What you need to hear every single dang day is that there’s hope and that you’re not alone. But it is a LONG obedience…
The life-giving jewels we find, in books or outside of them, are all part of God’s good will that we pursue healing in the most holistic, Christ-honoring way possible. Because He who came did so that we might have life and that we might have it abundantly. Sharing is vulnerable – not only because my own handwriting accompanies the passages in some of these photos – but also because these books found me in some pretty darkest, lost, and lonely places. It kind of feels like sharing journal entries. But we’re all in this fellowship together, so here is the first of many weekly writings, which I hope bring light and life.

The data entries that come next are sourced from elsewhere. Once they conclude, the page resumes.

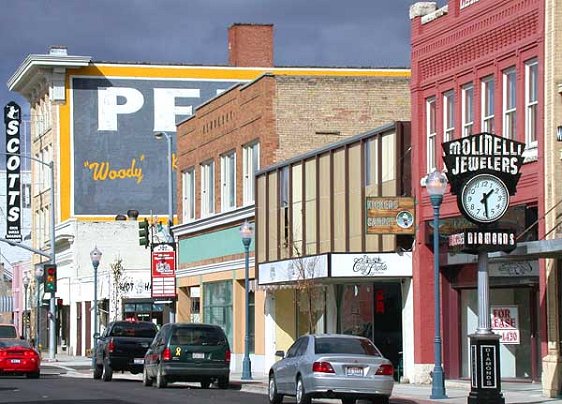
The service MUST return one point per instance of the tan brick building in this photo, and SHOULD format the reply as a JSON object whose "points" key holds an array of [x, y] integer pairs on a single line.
{"points": [[246, 128]]}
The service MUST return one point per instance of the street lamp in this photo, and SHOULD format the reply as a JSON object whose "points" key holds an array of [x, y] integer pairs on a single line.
{"points": [[246, 233], [436, 184], [160, 135], [24, 318], [38, 279], [95, 256]]}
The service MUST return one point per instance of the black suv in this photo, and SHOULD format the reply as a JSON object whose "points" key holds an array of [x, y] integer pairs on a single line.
{"points": [[188, 352]]}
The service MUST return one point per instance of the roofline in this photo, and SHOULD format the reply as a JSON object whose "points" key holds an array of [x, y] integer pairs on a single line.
{"points": [[34, 61], [331, 146]]}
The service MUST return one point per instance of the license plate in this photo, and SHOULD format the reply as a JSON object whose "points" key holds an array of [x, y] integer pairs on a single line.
{"points": [[354, 371]]}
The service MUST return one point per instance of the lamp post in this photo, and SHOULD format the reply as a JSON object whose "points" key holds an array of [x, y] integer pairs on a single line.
{"points": [[24, 317], [436, 184], [38, 279], [160, 135], [246, 233], [95, 256]]}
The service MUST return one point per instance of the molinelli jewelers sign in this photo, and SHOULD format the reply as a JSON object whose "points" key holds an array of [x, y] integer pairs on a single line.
{"points": [[12, 120], [390, 215], [163, 271], [483, 153]]}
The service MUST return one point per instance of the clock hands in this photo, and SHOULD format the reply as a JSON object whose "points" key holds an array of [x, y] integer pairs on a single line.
{"points": [[484, 201]]}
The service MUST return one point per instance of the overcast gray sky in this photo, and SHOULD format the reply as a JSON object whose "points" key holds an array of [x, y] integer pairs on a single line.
{"points": [[366, 33]]}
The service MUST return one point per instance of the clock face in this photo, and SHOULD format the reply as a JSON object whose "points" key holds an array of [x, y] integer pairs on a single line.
{"points": [[484, 198]]}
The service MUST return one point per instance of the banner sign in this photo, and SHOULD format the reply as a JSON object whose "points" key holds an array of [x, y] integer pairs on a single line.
{"points": [[483, 153], [505, 323], [390, 215], [163, 271], [12, 120]]}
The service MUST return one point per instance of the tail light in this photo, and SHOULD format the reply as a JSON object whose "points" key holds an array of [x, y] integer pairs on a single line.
{"points": [[322, 367], [111, 345], [386, 369]]}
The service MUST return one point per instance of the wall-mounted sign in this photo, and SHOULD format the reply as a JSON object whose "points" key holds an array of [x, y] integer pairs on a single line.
{"points": [[12, 120], [371, 265], [472, 241], [390, 215], [293, 270], [163, 271], [505, 323]]}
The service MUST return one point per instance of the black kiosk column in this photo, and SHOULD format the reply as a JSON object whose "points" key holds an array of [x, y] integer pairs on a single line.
{"points": [[483, 170]]}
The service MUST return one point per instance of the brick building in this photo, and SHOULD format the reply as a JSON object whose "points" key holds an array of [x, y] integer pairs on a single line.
{"points": [[220, 147], [481, 66]]}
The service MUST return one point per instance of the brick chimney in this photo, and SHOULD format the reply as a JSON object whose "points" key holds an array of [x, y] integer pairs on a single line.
{"points": [[250, 45]]}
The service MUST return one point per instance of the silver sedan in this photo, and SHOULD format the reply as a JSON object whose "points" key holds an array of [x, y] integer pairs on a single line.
{"points": [[331, 366]]}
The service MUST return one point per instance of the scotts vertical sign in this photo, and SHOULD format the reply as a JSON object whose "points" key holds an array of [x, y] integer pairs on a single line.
{"points": [[12, 120]]}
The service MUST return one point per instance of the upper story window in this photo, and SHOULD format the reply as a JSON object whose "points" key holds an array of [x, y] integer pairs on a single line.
{"points": [[509, 103], [188, 194], [251, 164], [488, 104], [531, 102], [228, 181], [207, 188], [467, 109], [449, 116], [431, 132], [370, 162]]}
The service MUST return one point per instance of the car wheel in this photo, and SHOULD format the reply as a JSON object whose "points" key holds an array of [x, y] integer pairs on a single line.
{"points": [[98, 370], [146, 380], [224, 382], [301, 396], [274, 397], [161, 381], [381, 400], [107, 372]]}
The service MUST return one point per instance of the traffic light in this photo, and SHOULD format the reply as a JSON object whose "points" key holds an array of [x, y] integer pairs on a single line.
{"points": [[143, 233], [50, 278]]}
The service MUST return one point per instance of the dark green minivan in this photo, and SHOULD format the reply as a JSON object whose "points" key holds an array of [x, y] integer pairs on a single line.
{"points": [[189, 352]]}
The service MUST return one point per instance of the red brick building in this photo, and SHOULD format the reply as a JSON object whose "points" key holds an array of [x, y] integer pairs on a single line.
{"points": [[477, 66]]}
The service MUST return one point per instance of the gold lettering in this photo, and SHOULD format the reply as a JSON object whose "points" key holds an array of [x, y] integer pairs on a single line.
{"points": [[102, 170]]}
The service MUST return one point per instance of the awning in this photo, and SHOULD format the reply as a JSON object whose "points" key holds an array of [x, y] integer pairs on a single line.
{"points": [[6, 304]]}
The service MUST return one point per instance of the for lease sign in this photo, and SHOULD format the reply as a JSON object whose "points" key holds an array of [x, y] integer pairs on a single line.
{"points": [[505, 322]]}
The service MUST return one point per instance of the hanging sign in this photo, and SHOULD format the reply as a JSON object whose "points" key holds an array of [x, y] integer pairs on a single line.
{"points": [[163, 271], [12, 120]]}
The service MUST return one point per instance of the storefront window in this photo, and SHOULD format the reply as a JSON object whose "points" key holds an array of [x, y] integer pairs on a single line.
{"points": [[515, 356], [217, 306]]}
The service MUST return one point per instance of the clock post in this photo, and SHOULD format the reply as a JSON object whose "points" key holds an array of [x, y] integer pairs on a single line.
{"points": [[484, 170]]}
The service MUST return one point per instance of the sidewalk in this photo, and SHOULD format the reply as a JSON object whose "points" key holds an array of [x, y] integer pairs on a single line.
{"points": [[457, 390]]}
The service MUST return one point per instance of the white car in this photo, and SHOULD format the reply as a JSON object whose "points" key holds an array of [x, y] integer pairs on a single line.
{"points": [[340, 366]]}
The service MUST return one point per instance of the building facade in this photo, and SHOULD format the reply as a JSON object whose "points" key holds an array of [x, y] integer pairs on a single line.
{"points": [[223, 145], [482, 67]]}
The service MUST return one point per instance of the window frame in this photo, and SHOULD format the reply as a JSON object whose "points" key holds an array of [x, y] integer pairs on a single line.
{"points": [[488, 103], [467, 109], [228, 181], [509, 110]]}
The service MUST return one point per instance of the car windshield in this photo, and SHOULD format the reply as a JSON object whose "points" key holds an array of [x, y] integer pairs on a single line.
{"points": [[197, 336], [15, 342], [139, 330], [355, 346], [8, 331]]}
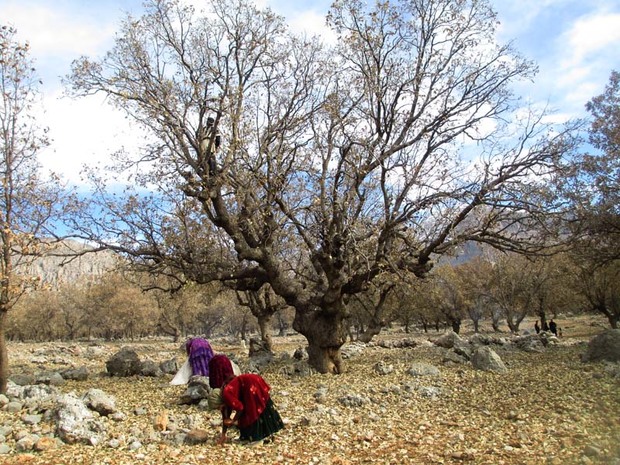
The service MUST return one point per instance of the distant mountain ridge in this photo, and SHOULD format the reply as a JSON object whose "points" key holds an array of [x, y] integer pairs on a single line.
{"points": [[69, 262]]}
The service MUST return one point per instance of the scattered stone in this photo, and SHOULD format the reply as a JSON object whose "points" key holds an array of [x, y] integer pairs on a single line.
{"points": [[604, 347], [124, 363], [486, 359], [383, 368], [423, 369], [100, 402], [449, 340]]}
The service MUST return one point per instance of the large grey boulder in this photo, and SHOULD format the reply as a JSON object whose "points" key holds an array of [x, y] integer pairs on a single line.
{"points": [[124, 363], [449, 340], [99, 401], [604, 347], [486, 359], [76, 424]]}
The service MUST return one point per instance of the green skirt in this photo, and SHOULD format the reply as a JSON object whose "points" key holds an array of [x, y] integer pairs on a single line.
{"points": [[267, 424]]}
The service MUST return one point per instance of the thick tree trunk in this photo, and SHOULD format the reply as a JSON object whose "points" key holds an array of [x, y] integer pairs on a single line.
{"points": [[264, 328], [325, 332], [4, 357]]}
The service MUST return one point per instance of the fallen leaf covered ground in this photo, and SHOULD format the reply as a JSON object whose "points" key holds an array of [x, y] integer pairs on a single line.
{"points": [[549, 408]]}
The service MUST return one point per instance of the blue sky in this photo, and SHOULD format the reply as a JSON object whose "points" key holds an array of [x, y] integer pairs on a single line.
{"points": [[574, 42]]}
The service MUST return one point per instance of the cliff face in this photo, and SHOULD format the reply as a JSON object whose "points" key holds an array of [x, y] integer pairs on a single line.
{"points": [[69, 262]]}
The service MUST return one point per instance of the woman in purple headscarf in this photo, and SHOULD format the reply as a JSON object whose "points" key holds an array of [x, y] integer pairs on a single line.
{"points": [[200, 354]]}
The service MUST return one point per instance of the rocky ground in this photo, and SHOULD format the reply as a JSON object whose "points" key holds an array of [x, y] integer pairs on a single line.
{"points": [[548, 408]]}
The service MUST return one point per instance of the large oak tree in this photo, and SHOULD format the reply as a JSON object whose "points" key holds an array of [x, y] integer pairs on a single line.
{"points": [[316, 167]]}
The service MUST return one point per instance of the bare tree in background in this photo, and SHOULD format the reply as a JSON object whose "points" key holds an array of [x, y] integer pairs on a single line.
{"points": [[325, 166], [28, 201]]}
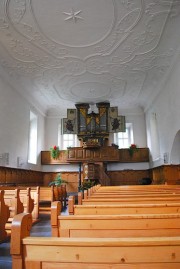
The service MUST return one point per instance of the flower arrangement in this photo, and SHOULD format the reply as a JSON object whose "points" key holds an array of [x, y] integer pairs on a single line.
{"points": [[54, 152], [132, 149], [58, 181]]}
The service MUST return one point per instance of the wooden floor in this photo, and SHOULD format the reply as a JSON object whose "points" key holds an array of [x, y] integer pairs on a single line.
{"points": [[41, 228]]}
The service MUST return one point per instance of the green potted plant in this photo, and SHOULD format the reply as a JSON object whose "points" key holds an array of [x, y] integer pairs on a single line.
{"points": [[55, 152], [59, 192], [133, 148], [86, 185], [58, 181]]}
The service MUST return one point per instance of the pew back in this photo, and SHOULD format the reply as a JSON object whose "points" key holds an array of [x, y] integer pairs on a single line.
{"points": [[53, 253]]}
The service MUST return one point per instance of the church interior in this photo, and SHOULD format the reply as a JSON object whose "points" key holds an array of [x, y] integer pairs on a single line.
{"points": [[90, 134]]}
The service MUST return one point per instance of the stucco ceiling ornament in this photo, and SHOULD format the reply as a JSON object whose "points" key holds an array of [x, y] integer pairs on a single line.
{"points": [[115, 48]]}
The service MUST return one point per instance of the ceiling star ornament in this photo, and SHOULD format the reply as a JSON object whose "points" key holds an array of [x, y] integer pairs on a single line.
{"points": [[73, 15]]}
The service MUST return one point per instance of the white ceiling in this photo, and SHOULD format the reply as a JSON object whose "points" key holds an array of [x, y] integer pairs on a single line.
{"points": [[61, 52]]}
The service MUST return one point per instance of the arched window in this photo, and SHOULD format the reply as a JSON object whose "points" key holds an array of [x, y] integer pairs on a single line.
{"points": [[124, 139]]}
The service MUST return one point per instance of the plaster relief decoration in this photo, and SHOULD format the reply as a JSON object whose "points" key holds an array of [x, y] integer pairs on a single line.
{"points": [[59, 52]]}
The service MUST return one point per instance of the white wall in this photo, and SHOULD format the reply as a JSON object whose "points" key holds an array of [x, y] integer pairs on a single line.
{"points": [[166, 107], [14, 128]]}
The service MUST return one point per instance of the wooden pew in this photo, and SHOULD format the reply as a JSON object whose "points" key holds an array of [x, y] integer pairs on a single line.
{"points": [[4, 216], [53, 193], [141, 188], [29, 197], [127, 225], [142, 200], [13, 201], [164, 208], [100, 253]]}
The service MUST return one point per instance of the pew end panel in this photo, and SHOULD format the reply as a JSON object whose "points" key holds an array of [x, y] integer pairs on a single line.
{"points": [[4, 216], [55, 211]]}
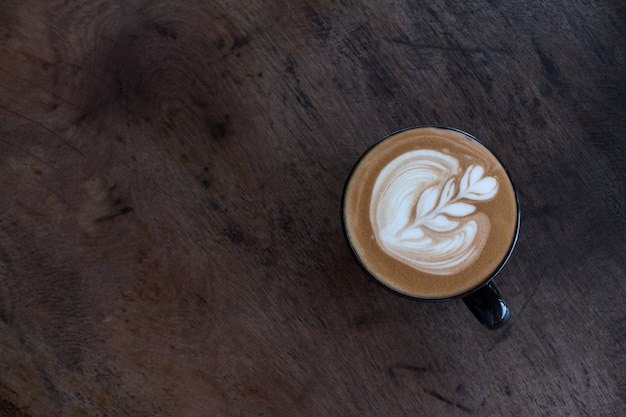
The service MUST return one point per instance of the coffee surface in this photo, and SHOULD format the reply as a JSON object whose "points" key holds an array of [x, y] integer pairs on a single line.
{"points": [[430, 212]]}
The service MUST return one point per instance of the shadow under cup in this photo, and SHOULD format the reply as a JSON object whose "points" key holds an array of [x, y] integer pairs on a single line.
{"points": [[431, 213]]}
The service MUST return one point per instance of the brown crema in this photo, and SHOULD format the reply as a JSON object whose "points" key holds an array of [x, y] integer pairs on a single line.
{"points": [[501, 210]]}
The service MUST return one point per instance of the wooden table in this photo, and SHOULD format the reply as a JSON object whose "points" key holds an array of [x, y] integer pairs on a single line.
{"points": [[171, 175]]}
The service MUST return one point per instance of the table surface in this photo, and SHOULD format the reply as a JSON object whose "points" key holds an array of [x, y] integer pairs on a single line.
{"points": [[171, 177]]}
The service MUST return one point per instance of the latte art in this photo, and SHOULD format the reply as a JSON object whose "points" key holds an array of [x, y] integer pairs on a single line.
{"points": [[430, 212], [424, 211]]}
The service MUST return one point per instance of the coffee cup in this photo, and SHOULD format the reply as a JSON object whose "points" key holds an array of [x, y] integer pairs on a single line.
{"points": [[431, 213]]}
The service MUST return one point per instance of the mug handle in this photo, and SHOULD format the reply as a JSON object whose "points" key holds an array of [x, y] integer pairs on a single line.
{"points": [[488, 306]]}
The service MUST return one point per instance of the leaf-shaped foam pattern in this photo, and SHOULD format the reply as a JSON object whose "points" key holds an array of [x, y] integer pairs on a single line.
{"points": [[422, 212]]}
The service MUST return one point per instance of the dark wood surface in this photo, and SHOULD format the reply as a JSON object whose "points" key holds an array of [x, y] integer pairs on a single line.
{"points": [[170, 184]]}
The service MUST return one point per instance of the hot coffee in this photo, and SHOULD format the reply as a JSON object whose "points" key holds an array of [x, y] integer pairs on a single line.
{"points": [[430, 212]]}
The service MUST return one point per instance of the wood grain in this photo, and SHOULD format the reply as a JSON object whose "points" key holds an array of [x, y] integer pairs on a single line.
{"points": [[170, 181]]}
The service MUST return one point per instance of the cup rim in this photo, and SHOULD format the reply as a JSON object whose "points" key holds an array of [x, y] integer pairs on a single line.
{"points": [[491, 276]]}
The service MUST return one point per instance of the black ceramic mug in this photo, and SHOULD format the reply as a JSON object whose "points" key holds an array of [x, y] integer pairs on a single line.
{"points": [[432, 214]]}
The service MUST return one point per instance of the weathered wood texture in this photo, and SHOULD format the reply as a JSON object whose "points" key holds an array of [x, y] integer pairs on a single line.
{"points": [[170, 184]]}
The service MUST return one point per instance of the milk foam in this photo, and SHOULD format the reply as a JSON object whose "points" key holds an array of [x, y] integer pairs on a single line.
{"points": [[423, 211]]}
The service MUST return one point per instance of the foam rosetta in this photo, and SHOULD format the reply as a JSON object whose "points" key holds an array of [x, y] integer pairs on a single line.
{"points": [[423, 211]]}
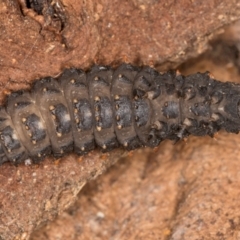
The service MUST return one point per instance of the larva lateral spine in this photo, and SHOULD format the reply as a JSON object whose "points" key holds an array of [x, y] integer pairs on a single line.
{"points": [[126, 107]]}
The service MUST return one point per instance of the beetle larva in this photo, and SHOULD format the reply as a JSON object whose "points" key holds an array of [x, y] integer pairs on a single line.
{"points": [[127, 107]]}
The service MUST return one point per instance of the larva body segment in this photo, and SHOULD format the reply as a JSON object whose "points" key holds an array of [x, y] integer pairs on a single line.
{"points": [[53, 106], [75, 87], [122, 95], [29, 124], [128, 107], [99, 80]]}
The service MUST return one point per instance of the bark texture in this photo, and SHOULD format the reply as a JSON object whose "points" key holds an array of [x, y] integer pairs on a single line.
{"points": [[79, 33]]}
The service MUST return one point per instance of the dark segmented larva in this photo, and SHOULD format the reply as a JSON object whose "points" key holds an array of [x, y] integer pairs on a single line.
{"points": [[128, 107]]}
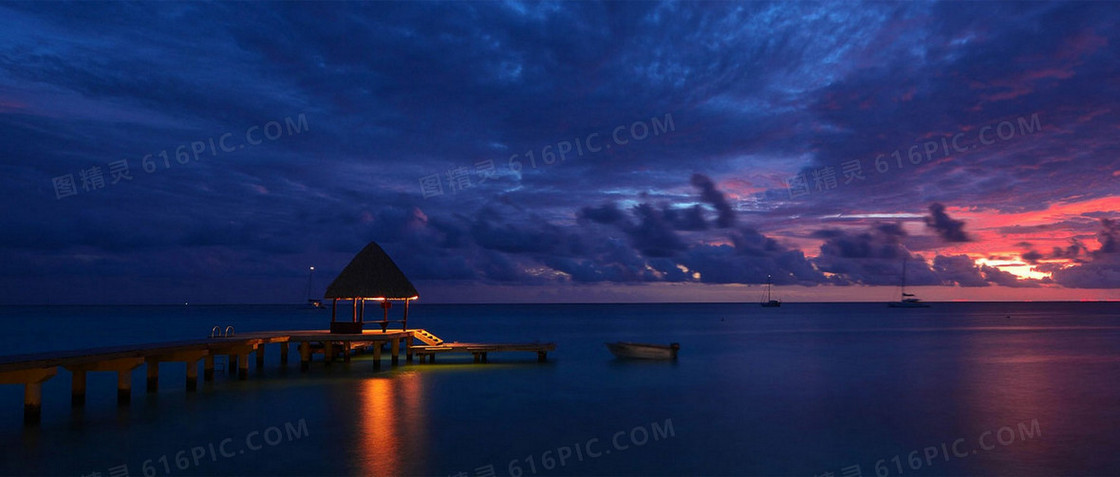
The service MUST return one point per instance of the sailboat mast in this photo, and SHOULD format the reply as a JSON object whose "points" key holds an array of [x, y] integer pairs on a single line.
{"points": [[904, 276], [309, 274]]}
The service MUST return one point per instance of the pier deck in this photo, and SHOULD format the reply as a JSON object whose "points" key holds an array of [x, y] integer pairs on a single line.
{"points": [[33, 370]]}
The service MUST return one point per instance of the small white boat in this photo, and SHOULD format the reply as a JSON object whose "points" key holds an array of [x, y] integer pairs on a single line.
{"points": [[906, 300], [641, 351], [770, 301]]}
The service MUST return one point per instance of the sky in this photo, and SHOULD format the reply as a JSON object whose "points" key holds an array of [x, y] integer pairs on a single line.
{"points": [[198, 152]]}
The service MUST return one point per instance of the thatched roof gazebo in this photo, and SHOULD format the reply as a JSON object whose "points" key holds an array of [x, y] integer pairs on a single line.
{"points": [[370, 276]]}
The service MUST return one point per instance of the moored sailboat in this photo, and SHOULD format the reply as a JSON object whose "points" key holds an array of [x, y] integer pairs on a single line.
{"points": [[770, 302], [906, 300]]}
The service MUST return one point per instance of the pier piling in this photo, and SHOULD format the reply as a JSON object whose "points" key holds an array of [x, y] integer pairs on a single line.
{"points": [[193, 375], [123, 386], [305, 356], [77, 389], [208, 368], [152, 375]]}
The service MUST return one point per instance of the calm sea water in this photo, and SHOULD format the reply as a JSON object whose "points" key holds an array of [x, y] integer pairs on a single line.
{"points": [[958, 389]]}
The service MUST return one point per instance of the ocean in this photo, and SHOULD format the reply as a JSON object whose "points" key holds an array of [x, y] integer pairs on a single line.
{"points": [[843, 390]]}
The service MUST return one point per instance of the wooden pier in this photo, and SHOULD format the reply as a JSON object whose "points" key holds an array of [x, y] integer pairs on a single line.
{"points": [[33, 370]]}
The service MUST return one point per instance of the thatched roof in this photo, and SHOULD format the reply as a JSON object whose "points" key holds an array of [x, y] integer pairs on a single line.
{"points": [[371, 274]]}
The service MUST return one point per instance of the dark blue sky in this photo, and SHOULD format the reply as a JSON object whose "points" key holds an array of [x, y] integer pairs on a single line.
{"points": [[706, 145]]}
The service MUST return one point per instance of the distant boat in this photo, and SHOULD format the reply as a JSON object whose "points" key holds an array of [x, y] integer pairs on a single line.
{"points": [[770, 302], [640, 351], [906, 300]]}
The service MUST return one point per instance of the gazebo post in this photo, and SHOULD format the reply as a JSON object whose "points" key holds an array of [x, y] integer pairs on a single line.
{"points": [[404, 324]]}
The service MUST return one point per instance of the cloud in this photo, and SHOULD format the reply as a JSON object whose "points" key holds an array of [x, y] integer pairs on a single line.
{"points": [[1102, 270], [948, 228], [958, 270], [873, 256], [712, 196]]}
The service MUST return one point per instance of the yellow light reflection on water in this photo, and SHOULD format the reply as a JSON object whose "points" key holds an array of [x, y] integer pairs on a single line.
{"points": [[391, 426]]}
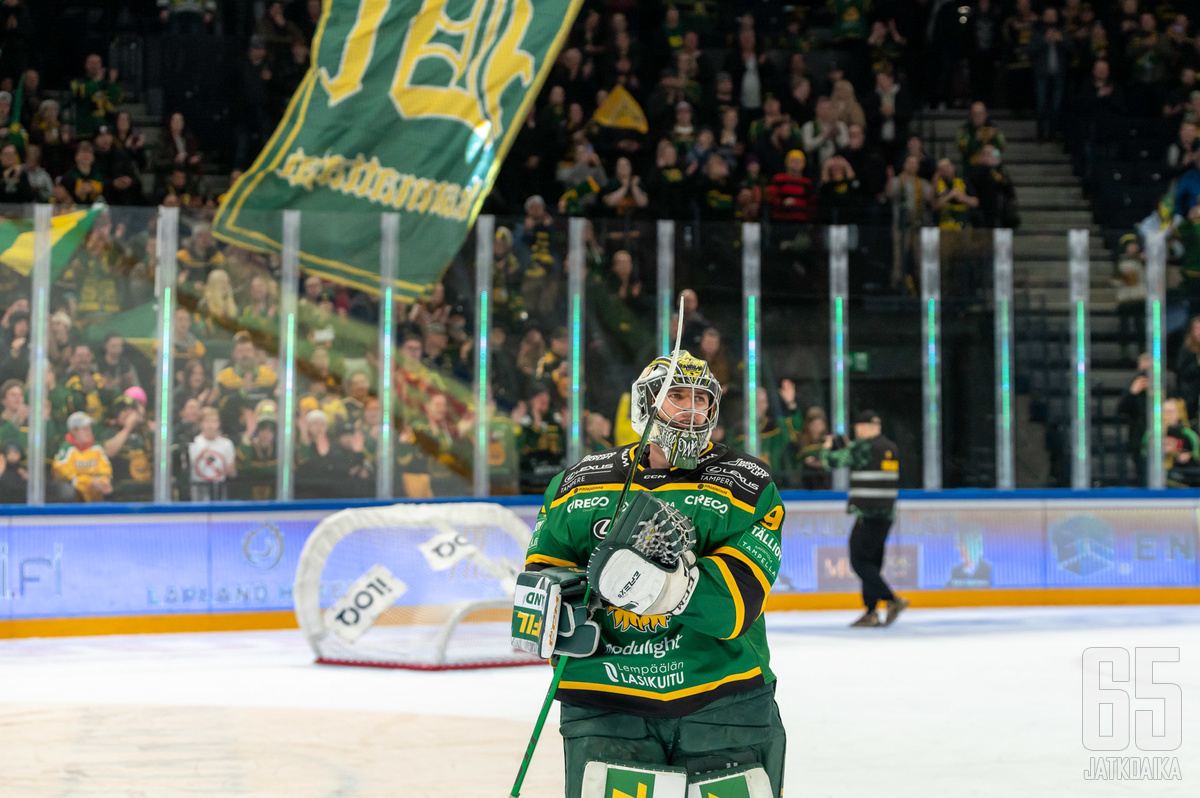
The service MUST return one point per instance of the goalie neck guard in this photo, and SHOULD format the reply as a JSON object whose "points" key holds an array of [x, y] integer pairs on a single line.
{"points": [[679, 431]]}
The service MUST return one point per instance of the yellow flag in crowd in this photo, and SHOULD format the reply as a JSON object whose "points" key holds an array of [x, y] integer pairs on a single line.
{"points": [[621, 111]]}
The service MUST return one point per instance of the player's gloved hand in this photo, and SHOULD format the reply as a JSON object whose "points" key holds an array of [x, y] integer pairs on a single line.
{"points": [[646, 564], [577, 634]]}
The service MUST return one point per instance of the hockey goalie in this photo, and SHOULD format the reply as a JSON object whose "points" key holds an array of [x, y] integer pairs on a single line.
{"points": [[669, 690]]}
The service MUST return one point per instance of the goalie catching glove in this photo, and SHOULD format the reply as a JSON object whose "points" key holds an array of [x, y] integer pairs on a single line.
{"points": [[549, 615], [646, 564]]}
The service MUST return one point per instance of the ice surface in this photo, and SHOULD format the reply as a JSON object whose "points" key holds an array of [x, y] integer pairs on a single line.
{"points": [[947, 702]]}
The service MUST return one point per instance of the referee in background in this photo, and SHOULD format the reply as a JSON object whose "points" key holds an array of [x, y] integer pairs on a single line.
{"points": [[874, 463]]}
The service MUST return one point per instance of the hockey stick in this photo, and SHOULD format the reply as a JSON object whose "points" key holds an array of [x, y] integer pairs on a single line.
{"points": [[587, 594]]}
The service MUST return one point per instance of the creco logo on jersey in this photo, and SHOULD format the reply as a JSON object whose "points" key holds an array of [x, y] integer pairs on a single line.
{"points": [[707, 502], [588, 503], [624, 621]]}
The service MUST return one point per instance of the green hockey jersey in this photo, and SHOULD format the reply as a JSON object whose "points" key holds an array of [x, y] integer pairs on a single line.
{"points": [[669, 666]]}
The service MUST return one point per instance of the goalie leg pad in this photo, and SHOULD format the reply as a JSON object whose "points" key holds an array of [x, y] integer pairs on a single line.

This highlighted line was like a punch in the gut, but also strangely comforting. I so want that “blessed mark” that comes from years of walking with Jesus.
But there’s no other way to say it: forgoing hurts. It’s counter-intuitive for our bodies, right? How do we respond to this stripped solace; and how can we be sure of trusting “the one who denies” such things to us?
When we forgo joys or meet with obstacle after obstacle, it’s much easier to despair than to hope. I know this first hand. But look at this list of spiritual grandfathers and their journeys of dedication, despite where they were taken. Didn’t they long for things they were denied? We have a lineage of peril, denial, and renewed solace when we look at the lives of David, Jeremiah, Paul, and Christ. In the margin of the page above, I scratched about how we today seem to have even more responsibility to hope than the early fathers because of their examples of deliverance (sometimes earthly, always eternal). But hope takes a lot of strength.
“…The painful memory of exile… the scars of oppression… the deserts of the heart and the nights of weeping.” It sounds like a long obedience in the same direction. It also sounds a lot like yesterday or last week or three months ago, doesn’t it? We meet with exile everywhere, and there are no end to scars or deserts or nights of weeping. Joy does not escape sorrow. Yet sorrow is “unable to drive out the happiness of the redeemed.”
When I read books like this one, it helps me realize there’s no standing still in the faith. We either forge forward or we retrace the steps from where we started. And we can’t do that if we hope to accept the challenge to forget what’s behind and run towards what’s ahead. But remember – it won’t always feel like racing. There will be long days and long nights where all we’ll see ahead is a very dusty road covered in potholes, and somehow we’ll need to keep walking even when there’s no good reason to – or when the reason seems ridiculous. Because that’s what obedience does. I guess it comes down to whether or not we trust the one who first carved out the road.
March’s book of the month = CHECK. April got skipped because of too many other projects, but I highly appreciate any suggestions for the month of May. More writings are to come, on this journey of health and healing. Happy Friday, all!